You may recall that last year stock market volatility led to the Chinese authorities implementing a share-sale ban for large companies. This has been lifted today and partly explains the sell-off. It is also worth putting the scale of this decline in perspective. Last summer Chinese equities posted declines of 5% or more on 20 occasions and falls of at least 7% on 10 occasions. Investor sentiment was also dented by weaker than expected manufacturing data. The Chinese Caixin manufacturing PMI slipped to a 3-month low of 48.2 in December. This represented the tenth consecutive month of manufacturing contraction (i.e. below the 50.0 expansion / contraction threshold).
Asian equities have taken their lead from China with Japan’s Nikkei 225 Index posting a 3% decline this morning. The equity sell-off has extended to European exchanges in early trading with the Euro Stoxx index of the Eurozone’s 50 leading blue-chip companies down 3% as I write. Risk aversion within financial markets, particularly within the Middle-East, has come to the fore. Saudi Arabia and Iran are in the midst of one of their worst diplomatic standoffs in twenty five years.
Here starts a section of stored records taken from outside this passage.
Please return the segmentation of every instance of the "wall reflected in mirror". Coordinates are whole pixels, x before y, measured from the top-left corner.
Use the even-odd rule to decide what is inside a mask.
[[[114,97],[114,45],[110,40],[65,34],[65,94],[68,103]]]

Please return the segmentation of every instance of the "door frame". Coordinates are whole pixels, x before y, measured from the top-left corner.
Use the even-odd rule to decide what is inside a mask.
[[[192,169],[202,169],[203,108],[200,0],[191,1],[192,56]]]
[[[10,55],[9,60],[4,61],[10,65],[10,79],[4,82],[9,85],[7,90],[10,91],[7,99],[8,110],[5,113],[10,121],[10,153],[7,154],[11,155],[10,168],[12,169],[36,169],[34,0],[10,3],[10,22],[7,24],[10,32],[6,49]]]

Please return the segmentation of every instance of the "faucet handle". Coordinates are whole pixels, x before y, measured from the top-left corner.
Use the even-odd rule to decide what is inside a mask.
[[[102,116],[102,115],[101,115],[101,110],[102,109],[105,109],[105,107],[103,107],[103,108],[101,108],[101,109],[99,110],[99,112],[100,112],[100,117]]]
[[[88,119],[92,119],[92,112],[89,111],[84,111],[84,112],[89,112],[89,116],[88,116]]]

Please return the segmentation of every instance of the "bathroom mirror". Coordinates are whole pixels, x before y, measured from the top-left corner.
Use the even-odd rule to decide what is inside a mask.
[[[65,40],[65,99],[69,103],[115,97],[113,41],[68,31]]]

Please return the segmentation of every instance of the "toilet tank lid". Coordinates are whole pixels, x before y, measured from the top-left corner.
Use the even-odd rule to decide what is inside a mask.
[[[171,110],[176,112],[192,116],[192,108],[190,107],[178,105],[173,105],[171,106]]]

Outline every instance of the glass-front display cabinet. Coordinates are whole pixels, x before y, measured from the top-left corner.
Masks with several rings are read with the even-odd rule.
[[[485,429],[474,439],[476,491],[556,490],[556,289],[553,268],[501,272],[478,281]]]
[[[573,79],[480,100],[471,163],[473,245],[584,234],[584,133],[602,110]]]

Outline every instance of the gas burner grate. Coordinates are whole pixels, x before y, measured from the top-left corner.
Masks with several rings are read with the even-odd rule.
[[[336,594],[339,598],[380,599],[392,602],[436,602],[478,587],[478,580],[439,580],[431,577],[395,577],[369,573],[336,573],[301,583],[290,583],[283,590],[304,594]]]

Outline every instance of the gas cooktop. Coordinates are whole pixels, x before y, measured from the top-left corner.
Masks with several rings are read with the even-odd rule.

The former has severed diplomatic ties with the latter after the Saudi Arabian embassy in Tehran was torched by protesters over the weekend. The unrest followed Saudi Arabia’s execution of 47 people, including a top Shiite cleric, on terrorism related charges.
This has incensed the Shiite majority in the Eastern Province of Saudi Arabia and Iran which has a Shiite majority. The unexpected escalation in geopolitical tension between Iran and Saudi Arabia and the wider Middle-East comes at a time when Saudi Arabia is implementing austerity for the first time in its history. Austerity within the Middle-East’s largest economy and a ramping up of geopolitical tensions are a dangerous mix. This also has the potential to push up the oil price. Brent crude breached $38pb overnight before easing back towards $37pb this morning. This compares with just over $36pb a fortnight ago.
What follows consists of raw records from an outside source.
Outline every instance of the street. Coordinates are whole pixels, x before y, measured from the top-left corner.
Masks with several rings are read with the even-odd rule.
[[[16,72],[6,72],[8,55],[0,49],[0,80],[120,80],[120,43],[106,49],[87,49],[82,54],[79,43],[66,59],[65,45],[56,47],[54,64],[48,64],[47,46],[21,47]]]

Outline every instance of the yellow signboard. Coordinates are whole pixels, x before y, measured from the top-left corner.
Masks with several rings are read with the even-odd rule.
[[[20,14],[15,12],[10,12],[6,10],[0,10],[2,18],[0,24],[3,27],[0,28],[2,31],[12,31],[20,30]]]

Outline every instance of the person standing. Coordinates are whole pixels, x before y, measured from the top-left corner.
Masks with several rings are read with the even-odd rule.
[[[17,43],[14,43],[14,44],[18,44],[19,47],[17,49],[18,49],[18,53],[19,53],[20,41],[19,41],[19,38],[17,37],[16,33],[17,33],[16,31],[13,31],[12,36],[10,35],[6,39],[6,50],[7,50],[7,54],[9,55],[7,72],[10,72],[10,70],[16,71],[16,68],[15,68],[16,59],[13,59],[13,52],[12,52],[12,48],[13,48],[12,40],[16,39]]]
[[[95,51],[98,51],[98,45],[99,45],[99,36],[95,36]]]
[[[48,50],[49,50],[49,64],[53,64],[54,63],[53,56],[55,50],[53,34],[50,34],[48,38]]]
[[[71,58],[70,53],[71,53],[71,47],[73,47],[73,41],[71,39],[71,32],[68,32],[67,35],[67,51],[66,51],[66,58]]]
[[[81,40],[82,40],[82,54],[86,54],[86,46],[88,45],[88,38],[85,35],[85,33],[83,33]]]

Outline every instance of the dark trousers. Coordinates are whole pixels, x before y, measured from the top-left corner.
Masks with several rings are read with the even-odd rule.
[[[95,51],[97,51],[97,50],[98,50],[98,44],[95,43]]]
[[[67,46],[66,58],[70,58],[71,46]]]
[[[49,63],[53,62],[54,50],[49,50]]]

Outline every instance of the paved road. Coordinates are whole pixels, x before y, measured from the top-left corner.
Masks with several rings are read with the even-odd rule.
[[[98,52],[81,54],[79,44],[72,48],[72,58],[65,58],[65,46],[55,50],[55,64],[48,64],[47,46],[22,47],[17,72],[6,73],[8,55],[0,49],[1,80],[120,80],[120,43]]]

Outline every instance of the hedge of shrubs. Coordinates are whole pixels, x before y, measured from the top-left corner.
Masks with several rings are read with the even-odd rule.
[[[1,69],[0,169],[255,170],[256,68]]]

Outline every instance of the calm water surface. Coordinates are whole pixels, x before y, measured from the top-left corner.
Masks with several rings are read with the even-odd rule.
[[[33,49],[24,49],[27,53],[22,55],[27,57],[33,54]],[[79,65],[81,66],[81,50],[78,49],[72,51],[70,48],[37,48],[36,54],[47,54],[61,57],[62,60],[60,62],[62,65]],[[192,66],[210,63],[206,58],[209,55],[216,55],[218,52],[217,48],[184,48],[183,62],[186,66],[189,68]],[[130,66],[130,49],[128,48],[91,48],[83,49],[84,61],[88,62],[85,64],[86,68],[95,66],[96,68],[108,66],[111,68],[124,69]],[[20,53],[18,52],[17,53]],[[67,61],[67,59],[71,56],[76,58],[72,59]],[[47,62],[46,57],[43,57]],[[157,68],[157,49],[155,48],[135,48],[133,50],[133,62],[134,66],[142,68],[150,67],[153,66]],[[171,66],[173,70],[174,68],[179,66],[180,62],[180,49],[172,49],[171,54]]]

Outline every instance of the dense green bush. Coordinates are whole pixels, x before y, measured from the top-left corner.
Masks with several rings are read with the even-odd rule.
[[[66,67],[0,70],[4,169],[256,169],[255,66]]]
The health of the global manufacturing sector remains in focus today with the various PMI surveys. The Eurozone’s manufacturing PMI for December, released within the last hour, has been confirmed at 53.2 – a 20-month high and marginally above the preliminary flash estimate. The UK manufacturing PMI is the key release in the UK this morning. The consensus amongst analysts is for 52.8 print which is broadly in line with November’s reading.
This afternoon’s US ISM manufacturing survey could through up a surprise following some weaker than expected regional manufacturing surveys over the last week. The Dallas Fed manufacturing index for fell to its lowest level last month since May. Meanwhile the Chicago PMI slumped from 48.7 in November to 42.9 (50.0 was expected). The US economy has never not been in recession when the Chicago PMI has been posting such a sharp rate of contraction.
Following the festive period trading volumes within the financial markets will return to their normal levels this week. Looking at the currency markets it is noted that EUR/USD is little changed at $1.091 relative to a fortnight ago ($1.087). The movements with sterling have been more marked with the pound giving up ground against both the single currency and the dollar over the last 2 weeks. Cable has fallen from $1.492 to $1.477 over the last fortnight. Meanwhile EUR/GBP has moved from 72.9p to 73.9p over the same period having briefly breached 74p this morning.
Looking to the week ahead it is a busy week for top tier economic data releases culminating with Friday’s nonfarm payrolls report. In the UK we have the construction and services PMIs on Tuesday and Wednesday respectively. In the Eurozone we have the CPI estimate for December due tomorrow with the final services & composite PMIs on Wednesday. The various confidence surveys for the Eurozone are due on Thursday.
In the US we have the ADP private sector employment report on Wednesday alongside the ISM nonmanufacturing survey, durable goods orders and Fed Minutes. Friday’s nonfarm payrolls report is expected to reveal a 200k net gain in employment in December. This is broadly in line with November’s outturn of 197k. Meanwhile Chinese economic data releases due this week include the services PMI on Wednesday and exports on Friday. Outside of these financial markets will pay close attention to equity markets and developments linked to Saudi Arabia.
Wishing you all a happy, healthy and prosperous New Year.